The son-in-law of a former top Saudi intelligence officer living in Canada is allegedly being held by security forces in Saudi Arabia in an act of reprisal over a lawsuit the former spy filed accusing Crown Prince Mohammed bin Salman of sending a “hit squad” to kill him.
Saad Aljabri’s family issued a statement Wednesday alleging that Salem Almuzaini, Aljabri’s son-in-law, was summoned to a government office in Riyadh on Monday and hasn’t been heard from since.
“Salem’s whereabouts are unknown,” said Aljabri’s son, Khalid Aljabri, a cardiologist based in Toronto. “Salem’s arrest is an obvious attempt to intimidate and blackmail my father.”
The statement says that two of Aljabri’s children were also detained earlier this year as part of an attempt by Prince Mohammed, widely known by his initials, M.B.S., to get the former Saudi spymaster to return home.
“They are hostages, innocent of wrongdoing. M.B.S. and Saudi authorities should do the right thing: free my sister, brother and brother-in-law immediately and unconditionally.”
Global News reached out to the Saudi embassies in Washington, D.C. and Ottawa for comment but did not receive a response.
Saad Aljabri spent nearly 40 years working for the Saudi government, where he specialized in national security and counterterrorism. In 2017, he fled the country amid a coup carried out by bin Salman and is now a permanent resident of Canada.
Aljabri, who lives in Toronto, filed a lawsuit earlier this month in the U.S. which contained stunning allegations accusing the crown prince of sending a group of mercenaries to Toronto to kill the former spy in October 2018, just weeks after the murder and dismemberment Jamal Khashoggi inside the Saudi consulate in Turkey.
In the 106-page lawsuit, Aljabri alleges he was targeted because of “humiliating and damning” knowledge of bin Salman and his actions.
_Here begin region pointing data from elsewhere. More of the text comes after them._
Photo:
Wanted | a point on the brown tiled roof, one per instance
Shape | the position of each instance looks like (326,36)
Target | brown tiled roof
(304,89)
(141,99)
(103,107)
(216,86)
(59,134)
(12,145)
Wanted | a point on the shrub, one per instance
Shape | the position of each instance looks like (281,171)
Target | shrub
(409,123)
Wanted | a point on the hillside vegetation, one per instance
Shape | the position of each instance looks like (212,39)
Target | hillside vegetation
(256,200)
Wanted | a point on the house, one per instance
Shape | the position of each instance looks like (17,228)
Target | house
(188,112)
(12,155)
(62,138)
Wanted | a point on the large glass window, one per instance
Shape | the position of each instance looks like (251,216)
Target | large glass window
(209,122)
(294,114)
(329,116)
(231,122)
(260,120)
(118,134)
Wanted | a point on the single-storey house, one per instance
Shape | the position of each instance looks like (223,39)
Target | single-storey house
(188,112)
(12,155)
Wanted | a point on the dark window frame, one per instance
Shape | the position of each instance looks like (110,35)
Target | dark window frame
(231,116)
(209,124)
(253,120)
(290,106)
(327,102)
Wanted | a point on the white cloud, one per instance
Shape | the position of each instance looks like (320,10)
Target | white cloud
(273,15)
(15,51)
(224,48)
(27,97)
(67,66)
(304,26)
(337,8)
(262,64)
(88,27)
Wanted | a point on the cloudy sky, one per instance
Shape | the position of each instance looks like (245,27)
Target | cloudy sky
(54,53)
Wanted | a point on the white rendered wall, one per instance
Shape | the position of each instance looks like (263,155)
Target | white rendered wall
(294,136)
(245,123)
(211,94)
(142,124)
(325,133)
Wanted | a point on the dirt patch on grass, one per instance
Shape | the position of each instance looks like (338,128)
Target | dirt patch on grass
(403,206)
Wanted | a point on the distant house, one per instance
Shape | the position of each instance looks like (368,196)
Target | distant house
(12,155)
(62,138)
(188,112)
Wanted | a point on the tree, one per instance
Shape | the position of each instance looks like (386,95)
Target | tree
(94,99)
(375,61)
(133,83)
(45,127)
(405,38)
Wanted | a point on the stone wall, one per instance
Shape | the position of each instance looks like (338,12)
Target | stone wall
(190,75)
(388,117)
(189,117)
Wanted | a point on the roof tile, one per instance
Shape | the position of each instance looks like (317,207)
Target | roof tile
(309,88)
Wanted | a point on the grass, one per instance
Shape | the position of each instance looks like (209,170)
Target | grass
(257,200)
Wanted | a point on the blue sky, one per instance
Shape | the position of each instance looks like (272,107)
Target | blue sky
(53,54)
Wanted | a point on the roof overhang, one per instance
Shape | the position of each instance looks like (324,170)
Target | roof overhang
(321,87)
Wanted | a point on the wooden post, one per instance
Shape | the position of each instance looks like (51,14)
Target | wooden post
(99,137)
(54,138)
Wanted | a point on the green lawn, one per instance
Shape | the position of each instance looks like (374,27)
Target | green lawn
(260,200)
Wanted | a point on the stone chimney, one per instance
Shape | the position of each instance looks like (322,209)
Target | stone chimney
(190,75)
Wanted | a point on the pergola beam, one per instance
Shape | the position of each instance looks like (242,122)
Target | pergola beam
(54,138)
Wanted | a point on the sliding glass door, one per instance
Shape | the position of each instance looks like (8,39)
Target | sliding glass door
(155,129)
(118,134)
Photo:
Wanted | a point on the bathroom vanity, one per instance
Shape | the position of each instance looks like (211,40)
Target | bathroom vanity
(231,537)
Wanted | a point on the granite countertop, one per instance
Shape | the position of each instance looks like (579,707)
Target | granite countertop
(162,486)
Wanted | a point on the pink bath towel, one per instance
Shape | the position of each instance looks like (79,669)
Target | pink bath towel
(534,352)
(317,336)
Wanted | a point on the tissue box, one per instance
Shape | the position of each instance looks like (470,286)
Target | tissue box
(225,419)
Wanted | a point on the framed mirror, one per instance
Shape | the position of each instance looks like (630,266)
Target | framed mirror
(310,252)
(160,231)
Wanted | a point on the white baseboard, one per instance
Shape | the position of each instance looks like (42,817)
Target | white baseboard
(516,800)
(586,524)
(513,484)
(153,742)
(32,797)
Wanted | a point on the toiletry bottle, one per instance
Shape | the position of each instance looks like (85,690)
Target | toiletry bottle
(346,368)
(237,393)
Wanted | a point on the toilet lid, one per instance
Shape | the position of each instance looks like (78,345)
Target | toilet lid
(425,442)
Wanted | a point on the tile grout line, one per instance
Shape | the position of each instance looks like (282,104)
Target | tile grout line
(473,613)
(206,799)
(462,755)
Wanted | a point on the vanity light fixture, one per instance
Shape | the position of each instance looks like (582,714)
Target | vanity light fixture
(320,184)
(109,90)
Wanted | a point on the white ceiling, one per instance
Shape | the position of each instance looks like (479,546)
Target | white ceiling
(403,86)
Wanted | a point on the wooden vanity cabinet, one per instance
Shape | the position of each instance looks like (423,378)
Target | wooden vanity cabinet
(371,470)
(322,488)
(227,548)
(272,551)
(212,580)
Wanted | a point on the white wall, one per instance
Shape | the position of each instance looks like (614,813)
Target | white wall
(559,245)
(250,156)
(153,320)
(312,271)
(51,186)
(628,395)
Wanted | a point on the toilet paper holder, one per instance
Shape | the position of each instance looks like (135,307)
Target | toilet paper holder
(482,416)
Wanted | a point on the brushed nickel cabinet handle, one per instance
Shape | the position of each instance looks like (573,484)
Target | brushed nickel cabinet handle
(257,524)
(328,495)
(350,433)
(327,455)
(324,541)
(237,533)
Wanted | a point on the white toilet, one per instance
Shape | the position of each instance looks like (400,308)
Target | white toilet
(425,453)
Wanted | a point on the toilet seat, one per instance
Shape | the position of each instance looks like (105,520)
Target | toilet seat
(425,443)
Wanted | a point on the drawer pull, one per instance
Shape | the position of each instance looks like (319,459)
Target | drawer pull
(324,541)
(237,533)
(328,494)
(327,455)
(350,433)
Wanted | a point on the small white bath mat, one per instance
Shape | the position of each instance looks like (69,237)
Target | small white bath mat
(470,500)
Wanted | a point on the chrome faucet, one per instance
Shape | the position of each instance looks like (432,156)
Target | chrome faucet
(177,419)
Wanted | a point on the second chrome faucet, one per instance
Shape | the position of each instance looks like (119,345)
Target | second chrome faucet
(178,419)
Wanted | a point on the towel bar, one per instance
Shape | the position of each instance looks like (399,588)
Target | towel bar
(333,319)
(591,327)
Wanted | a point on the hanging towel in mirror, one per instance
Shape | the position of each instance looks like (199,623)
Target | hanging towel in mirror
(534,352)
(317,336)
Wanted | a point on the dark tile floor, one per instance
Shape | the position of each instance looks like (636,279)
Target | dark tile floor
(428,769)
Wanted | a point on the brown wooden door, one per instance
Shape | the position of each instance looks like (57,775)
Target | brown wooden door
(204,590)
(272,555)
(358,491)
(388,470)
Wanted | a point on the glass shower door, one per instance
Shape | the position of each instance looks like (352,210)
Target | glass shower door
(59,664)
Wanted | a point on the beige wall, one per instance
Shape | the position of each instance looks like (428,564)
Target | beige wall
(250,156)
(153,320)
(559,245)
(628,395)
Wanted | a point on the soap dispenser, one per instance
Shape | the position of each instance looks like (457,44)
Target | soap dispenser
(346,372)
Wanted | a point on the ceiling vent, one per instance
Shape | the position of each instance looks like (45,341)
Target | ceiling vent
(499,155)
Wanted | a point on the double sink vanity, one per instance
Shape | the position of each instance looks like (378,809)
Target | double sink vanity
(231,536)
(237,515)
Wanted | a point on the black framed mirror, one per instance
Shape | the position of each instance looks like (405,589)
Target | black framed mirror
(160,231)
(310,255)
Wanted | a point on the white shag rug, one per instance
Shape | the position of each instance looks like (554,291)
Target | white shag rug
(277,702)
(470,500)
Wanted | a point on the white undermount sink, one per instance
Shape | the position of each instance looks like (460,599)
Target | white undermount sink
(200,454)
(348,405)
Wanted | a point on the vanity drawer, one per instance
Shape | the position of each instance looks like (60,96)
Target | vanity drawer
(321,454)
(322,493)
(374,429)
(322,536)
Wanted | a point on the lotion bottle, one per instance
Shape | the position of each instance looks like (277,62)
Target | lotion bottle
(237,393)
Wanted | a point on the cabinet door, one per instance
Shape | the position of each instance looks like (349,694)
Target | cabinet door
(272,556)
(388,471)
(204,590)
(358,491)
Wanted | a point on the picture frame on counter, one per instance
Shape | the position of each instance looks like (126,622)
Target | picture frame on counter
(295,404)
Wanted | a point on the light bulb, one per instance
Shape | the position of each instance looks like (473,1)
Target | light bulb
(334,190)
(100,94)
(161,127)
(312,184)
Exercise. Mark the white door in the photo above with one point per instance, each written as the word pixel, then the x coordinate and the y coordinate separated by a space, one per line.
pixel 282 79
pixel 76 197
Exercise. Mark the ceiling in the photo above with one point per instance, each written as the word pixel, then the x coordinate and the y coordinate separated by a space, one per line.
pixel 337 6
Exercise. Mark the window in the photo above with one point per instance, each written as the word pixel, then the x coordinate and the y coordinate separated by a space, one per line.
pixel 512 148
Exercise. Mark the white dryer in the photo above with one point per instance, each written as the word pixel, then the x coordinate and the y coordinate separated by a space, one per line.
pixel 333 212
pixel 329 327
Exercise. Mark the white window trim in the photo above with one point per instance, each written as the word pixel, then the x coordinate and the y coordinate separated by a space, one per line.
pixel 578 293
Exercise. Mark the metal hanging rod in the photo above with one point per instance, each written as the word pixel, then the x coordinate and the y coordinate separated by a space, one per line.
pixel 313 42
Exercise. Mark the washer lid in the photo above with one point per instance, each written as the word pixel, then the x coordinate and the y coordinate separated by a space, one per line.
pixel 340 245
“Few places hold more sensitive, humiliating and damning information about defendant bin Salman than the mind and memory of Dr. Saad — except perhaps the recordings Dr. Saad made in anticipation of his killing,” Aljabri asserts.
“That is why defendant bin Salman wants him dead, and why defendant bin Salman has worked to achieve that objective over the last three years.”
None of the allegations in the claim for damages in United States District Court for the District of Columbia have been tested.
The would-be assassins, called the Tiger Squad, were stopped by Canada Border Services Agency (CBSA) and allegedly denied entry at Toronto Pearson International Airport.
“CBSA officers quickly became suspicious of the Tiger Squad Defendants — the majority of whom were attempting to enter the country on tourist visas — and sent them to secondary screening,” the lawsuit alleged. “Even when assembled as a group, they continued to deny their knowledge of the other Tiger Squad Defendants.”
Khalid Aljabri alleged his brother-in-law Almuzaini had previously been “tortured” and held by Saudi officials for 45 days before being released in January 2018.
Almuzaini’s wife and children live in Toronto, according to the family.
The U.S. District Court for the District of Columbia issued the summons just one day after Aljabri’s lawsuit was filed.
“If you fail to respond, judgment by default will be entered against you for the relief demanded in the complaint,” reads the summons, which named 12 people in addition to Prince Mohammed.
A spokesperson for Public Safety Minister Bill Blair declined to answer questions about the new allegations and directed Global News to a previous statement from the minister from Aug. 6.
“While we cannot comment on specific allegations currently before the courts, we are aware of incidents in which foreign actors have attempted to monitor, intimidate or threaten Canadians and those living in Canada,” Blair said. “It is completely unacceptable and we will never tolerate foreign actors threatening Canada’s national security or the safety of our citizens and residents.”